By Sudeshna Sarkar, IANS,

Kathmandu : Almost two months after deciding to recall its ambassador to India, Nepal’s biggest trade partner, the Himalayan republic is yet to decide on a new appointee.

In November, the new Maoist-led government that came to power in Nepal decided to recall the envoys to key countries on the ground that they had been appointed by the earlier Girija Prasad Koirala government.

Besides India, the ambassador to the US was also asked to come back to Nepal.

However, due to continued squabbles among the ruling parties in the coalition government, no successor has yet been shortlisted to replace Durgesh Man Singh.

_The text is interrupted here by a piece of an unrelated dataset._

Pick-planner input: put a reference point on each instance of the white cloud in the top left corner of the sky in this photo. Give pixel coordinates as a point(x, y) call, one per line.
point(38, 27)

Man Singh, an economist and former student of Indian Prime Minister Manmohan Singh, is expected to return to Kathmandu by this week after his return was delayed due to a death in the family.

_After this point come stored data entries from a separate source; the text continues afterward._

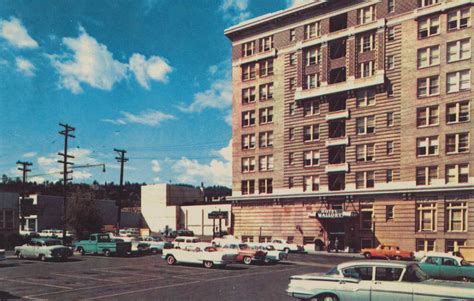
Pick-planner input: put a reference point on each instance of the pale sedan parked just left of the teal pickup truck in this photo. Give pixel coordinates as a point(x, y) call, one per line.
point(44, 249)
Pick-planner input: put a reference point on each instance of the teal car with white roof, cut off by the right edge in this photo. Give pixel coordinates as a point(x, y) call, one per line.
point(449, 267)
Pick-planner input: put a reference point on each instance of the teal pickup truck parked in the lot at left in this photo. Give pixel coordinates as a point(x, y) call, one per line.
point(100, 243)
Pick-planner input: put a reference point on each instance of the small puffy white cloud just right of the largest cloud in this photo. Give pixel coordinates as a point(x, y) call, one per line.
point(155, 68)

Nepal’s foreign ministry said it would send an official to hold the fort at the Nepal Embassy on New Delhi’s Barakhamba Road till a new ambassador is appointed.

The new acting chief of the Nepal Embassy, Khush Narayan Shrestha, is a senior undersecretary at the foreign affairs ministry, who is expected to leave for the Indian capital this week.

Though Nepal’s first Maoist Prime Minister Pushpa Kamal Dahal Prachanda has pledged that his government would function differently from his predecessors, ironically, the dispute over the appointment of envoys echoes the bickerings during the earlier Koirala government.

The appointment of the Indian ambassador remained in the doldrums even after all other envoys were chosen as then prime minister Girija Prasad Koirala sought to keep the coveted post for his niece Shailaja Acharya despite criticism from his own party members.

However, Koirala was finally forced to abandon his kin after she was diagnosed with debilitating diseases.

Subsequently, the post went to Man Singh, who belongs to the family of Ganesh Man Singh, one of Nepal’s most respected political leaders and the commander of the pro-democracy movement in 1990.